Interpretive Resource

Examination: Monet's Charing Cross Bridge, London
An exploration of Monet's poetic depiction of London, as seen from a hotel window in the golden light of early morning.

Art Institute of Chicago. Impressionism and Post-Impressionism in The Art Institute of Chicago. Art Institute of Chicago, 2000, p. 157.

Claude Monet painted Charing Cross Bridge, London in 1901, during the last of three consecutive winter trips to the English capital. The artist stayed on the sixth floor of the Savoy Hotel; looking to his right he could see the railway bridge running from Charing Cross Station and beyond it the neo-Gothic towers of the Palace of Westminster.

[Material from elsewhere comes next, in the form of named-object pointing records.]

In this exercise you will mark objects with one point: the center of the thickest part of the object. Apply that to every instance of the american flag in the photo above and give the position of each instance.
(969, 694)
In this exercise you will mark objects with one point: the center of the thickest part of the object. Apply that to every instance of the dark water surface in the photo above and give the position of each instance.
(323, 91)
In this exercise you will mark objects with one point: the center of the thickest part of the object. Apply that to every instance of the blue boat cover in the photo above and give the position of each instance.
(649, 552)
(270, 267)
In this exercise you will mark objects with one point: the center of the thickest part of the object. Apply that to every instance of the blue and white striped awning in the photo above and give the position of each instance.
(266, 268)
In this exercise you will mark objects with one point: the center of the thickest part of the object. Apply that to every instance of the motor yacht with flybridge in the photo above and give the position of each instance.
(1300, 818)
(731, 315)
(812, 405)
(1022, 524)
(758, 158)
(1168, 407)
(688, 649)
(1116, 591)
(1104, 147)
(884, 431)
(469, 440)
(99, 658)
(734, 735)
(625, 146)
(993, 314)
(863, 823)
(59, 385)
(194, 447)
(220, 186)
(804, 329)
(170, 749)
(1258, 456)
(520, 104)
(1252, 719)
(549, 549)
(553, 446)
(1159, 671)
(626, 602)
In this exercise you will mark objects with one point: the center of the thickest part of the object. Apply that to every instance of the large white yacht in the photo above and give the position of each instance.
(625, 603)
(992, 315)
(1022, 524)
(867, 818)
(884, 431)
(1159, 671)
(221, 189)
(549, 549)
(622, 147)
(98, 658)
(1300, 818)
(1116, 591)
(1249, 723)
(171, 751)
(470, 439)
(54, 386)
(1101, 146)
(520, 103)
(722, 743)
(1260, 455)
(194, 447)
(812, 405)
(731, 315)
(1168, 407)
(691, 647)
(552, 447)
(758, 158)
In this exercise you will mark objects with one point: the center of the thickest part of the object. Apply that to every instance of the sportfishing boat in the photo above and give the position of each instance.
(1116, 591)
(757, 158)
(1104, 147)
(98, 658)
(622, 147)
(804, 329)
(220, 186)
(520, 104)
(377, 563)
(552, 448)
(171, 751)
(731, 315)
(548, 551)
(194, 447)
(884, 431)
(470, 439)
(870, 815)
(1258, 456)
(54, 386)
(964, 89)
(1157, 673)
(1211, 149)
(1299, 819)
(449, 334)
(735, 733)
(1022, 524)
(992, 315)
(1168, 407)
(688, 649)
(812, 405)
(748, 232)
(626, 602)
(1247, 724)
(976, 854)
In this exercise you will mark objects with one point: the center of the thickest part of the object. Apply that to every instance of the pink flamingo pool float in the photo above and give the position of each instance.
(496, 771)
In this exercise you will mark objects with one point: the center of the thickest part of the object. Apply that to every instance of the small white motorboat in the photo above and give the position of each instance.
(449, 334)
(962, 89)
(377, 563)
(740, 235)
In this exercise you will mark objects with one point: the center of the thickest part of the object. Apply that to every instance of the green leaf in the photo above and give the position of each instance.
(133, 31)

The Art Institute’s canvas reveals Monet’s fascination with the golden light of early morning, filtered through London’s characteristic fog, which is dispersed and transformed into veils of lavender-pink, lemon yellow, and powder blue. The overall mood is expansive, encompassing the past, as seen in the city’s historicist architecture, as well as the present, represented by a speeding train.

While awaiting the arrival from customs of multiple crates of unfinished canvases from his previous London sojourns, Monet engaged in two activities that may have had an indirect effect on this and other paintings he took up subsequently: he read excerpts from the journals of the great Romantic painter Eugène Delacroix, and he made pastels of Thames motifs from his hotel-room window. Perhaps Delacroix’s belief in the expressive potential of color, together with the soft, matte quality of pastel pigments, helped Monet to conceptualize and achieve this poetic yet energetic depiction of a city that had fascinated him for decades.